Building molecular nanotechnology seems to me to be roughly equivalent to being able to make arbitrary lego structures by shaking a large bin of lego in a particular way while blindfolded.

Isn't this the argument creationists use against evolution? But more seriously, nature does nano-assembly constantly and with pretty remarkable precision in ways we have yet to be able to fully understand or control. This means that there's at the very least that much to learn about MNT that we're simply "not smart enough" to be able to understand yet. Consider fields like transfection, where you can buy some reagents and cells from Sigma or whoever and make them create your own custom proteins. This is far far in advance of what we could do 100 years ago but is arguably only a matter of being "smarter" and/or knowing more rather than anything else. Calcium Phosphate transfection doesn't even use novel chemicals, and yet was only discovered in 1973.
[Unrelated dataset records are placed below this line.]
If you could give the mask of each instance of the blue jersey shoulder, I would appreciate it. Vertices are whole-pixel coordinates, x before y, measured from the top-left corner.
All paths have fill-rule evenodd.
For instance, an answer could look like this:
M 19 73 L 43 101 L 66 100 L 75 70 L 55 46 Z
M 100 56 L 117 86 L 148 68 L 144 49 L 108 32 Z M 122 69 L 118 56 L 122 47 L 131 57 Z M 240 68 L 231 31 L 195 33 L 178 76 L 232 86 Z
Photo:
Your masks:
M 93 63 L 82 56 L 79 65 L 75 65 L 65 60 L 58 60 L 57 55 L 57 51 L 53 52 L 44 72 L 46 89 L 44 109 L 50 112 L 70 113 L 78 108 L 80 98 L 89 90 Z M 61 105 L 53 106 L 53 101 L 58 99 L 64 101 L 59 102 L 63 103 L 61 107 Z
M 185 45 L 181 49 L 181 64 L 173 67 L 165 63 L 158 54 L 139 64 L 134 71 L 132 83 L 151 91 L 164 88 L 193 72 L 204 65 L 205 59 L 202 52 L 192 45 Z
Nature does nano-assembly, but it isn't arbitrary nano-assembly.

My example of a very hard nano-assembly problem is a ham sandwich, with the hardest part being the lettuce. It's possible that the easiest way to make a lettuce leaf-- they still have live cells-- is to grow a head of lettuce.

Maybe the right question (ignoring where MNT fits with AI) is to look at what parts of MNT looks feasible at present levels of knowledge.

This is unreasonably accusatory. I'm pretty sure MNT is added to the discussion because people here such as Eliezer and Annisimov and Vassar believe it to be both possible and a likely thing for AI to do.

Pointing out a possible mental bias isn't accusatory.

I read that phrase as implying MNT was consciously added to help convince others about FAI, not that it was an unconscious bias eg Eliezer had.

This is precisely what I meant. In some examples the line of reasoning "AI->MNT->we're all dead if it's not friendly" is specifically prefaced with the discussion that any detailed example is inherently less plausible, but adding the details is supposed to make it feel more believable. My whole argument is that I think this specific detail will backfire in the "making it feel more believable" department for someone who does not already believe in MNT and other transhumanist memes.

I assume the reason than MNT is added to a discussion on AI is because we're trying to make the future sound more plausible

No, MNT is part of the discussion because it is taken for granted, along with cryonics, parallel quantum worlds, Dyson spheres, and various less spectacular ideas. You may want to see analogous complaints that I have previously made.